Быть может, даром я промучился,
Готовя грекам торжество…
Но — честь, победа, воля, мужество?
Они не стоят ничего?

Скажи, богиня беспристрастная,
Чтоб я потомкам повторял:
Зачем же я по свету странствовал,
Зачем товарищей терял?

Плыву домой. Полмира пройдено.
Я нищ. В том нет моей вины…
Любовь к жене, стремленье к Родине —
Они на что-нибудь нужны?

КИРКА.         Твой пыл приличнее поэту…
                И у меня вопросы есть.
  Ты ел когда-нибудь победу?
  Ты нюхал волю? Щупал честь?

Патриотизм — какого цвета?
Мечта — пряма или крива?..
Никто, никто не даст ответа,
Поскольку это лишь слова! 

Ты, царь, погряз в словесном соре,
Бредёшь сквозь умственный туман…
Но ты недаром мерил море:
Здесь — обрывается обман,

Сгорают в пепел заблужденья;
Иллюзий пагубных  рои 
Теряют крылышки свои
И умирают…
                Без сомненья,

Здесь голой истины приют:
Ей шутовских одежд не шьют!

Мы не сочли необходимым
Уродовать моральным гримом
Её простой и чистый лик
И пудрить пылью толстых книг;
Без жирной нравственной помады
Всегда мы правду видеть рады,
И человеческую суть
Мы возвращаем…
(Хлопает в ладоши.) Кто-нибудь!

Гостей нежданных пригласите,
Им  угощенье принесите!..

Гориллы  вносят корыто с едой, ставят его на пол. Щёлкая кнутами, орангутанги-погонщики загоняют в комнату пятерых кабанов. Но они не бросаются к корму, а все, как один, с жалобным повизгиванием устремляются к Одиссею. Тот немало удивлён. С помощью кнутов обезьяны заставляют кабанов  вернуться и выстраивают их в ряд.

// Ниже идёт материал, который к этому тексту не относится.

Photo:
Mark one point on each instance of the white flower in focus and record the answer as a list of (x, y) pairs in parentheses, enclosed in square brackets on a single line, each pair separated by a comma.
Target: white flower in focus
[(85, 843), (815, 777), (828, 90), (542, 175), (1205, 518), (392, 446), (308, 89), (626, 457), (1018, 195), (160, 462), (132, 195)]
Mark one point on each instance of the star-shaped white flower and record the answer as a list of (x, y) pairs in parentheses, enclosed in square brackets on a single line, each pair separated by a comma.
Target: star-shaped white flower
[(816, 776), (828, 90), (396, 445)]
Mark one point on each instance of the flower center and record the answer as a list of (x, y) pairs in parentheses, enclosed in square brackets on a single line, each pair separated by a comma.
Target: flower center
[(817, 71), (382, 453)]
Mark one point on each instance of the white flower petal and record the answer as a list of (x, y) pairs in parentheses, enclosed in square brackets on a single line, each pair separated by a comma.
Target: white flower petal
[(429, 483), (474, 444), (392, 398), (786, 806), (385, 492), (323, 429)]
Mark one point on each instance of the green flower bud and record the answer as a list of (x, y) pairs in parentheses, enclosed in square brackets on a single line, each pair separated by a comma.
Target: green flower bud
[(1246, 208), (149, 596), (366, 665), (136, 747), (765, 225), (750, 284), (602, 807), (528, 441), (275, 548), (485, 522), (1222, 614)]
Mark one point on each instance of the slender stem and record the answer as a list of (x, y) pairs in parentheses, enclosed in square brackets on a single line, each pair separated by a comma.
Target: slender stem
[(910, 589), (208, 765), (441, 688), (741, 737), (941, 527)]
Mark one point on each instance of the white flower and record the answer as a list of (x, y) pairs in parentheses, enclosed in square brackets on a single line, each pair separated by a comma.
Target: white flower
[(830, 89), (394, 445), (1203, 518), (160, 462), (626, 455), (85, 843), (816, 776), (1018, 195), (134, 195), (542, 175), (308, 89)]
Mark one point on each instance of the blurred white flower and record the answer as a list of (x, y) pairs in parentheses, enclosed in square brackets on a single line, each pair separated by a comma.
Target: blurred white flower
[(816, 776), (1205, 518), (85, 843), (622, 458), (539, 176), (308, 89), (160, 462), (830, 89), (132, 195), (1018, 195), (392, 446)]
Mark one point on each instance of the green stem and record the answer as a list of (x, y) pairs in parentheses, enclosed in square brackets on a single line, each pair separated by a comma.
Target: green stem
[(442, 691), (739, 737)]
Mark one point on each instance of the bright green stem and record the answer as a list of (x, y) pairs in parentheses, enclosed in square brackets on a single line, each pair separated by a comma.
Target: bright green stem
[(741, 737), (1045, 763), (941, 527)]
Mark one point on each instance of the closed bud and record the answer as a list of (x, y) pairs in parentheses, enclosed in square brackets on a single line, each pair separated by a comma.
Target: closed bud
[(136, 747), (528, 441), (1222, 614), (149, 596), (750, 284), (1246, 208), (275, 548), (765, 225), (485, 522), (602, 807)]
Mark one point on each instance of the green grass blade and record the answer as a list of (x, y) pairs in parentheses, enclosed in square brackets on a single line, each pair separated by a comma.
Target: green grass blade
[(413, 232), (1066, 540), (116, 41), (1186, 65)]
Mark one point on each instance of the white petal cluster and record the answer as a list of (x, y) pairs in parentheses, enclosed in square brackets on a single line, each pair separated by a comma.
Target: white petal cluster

КИРКА.        Ну, Лаэртид? Они знакомы
                Тебе? Разгадка по плечу?    

ОДИССЕЙ.  Ты шутишь странно. Но законы
                Свои в любом дому. Молчу.

КИРКА.         А зря! Друзья тебе предстали.
                Их пятачки смущают взор?
                Пренебреги.   Позволь представить:
                Твой добрый кормчий, Эльпенор!

Самый крупный из кабанов, розовый  в чёрных пятнах, издаёт  отчаянный визг и вновь пытается подбежать к царю, — но его усмиряет кнут.

                Я рождена от Солнца, знаешь
                Об этом, знаменитый муж?
                Мой свет незрим, но я одна лишь
                Могу светить в глубины душ.

                Смотри, герой, на секача:
                О, как он энергичен, жаден!
                Был мужем, так рубил сплеча,
                Теперь стал вожаком и в стаде.

                А эти два — другой разбор:
                Им выбор собственный неведом!
                За вожаками с юных пор
                Бежали Перимед с Тримедом
                И хрюкали, надеясь: вдруг
                Накормят их из сильных рук?..

Два схожих белых кабана жалобно визжат, по их мордам текут слёзы.   

                А вот — безволен, но упрям;
                Заносчив (это свойство труса),
                Политос твой… Без всяких драм
                Избрал кормушку.   Дело вкуса!

 Молочно-белый кабан обречённо стонет и, кажется, пытается развести передними  копытами.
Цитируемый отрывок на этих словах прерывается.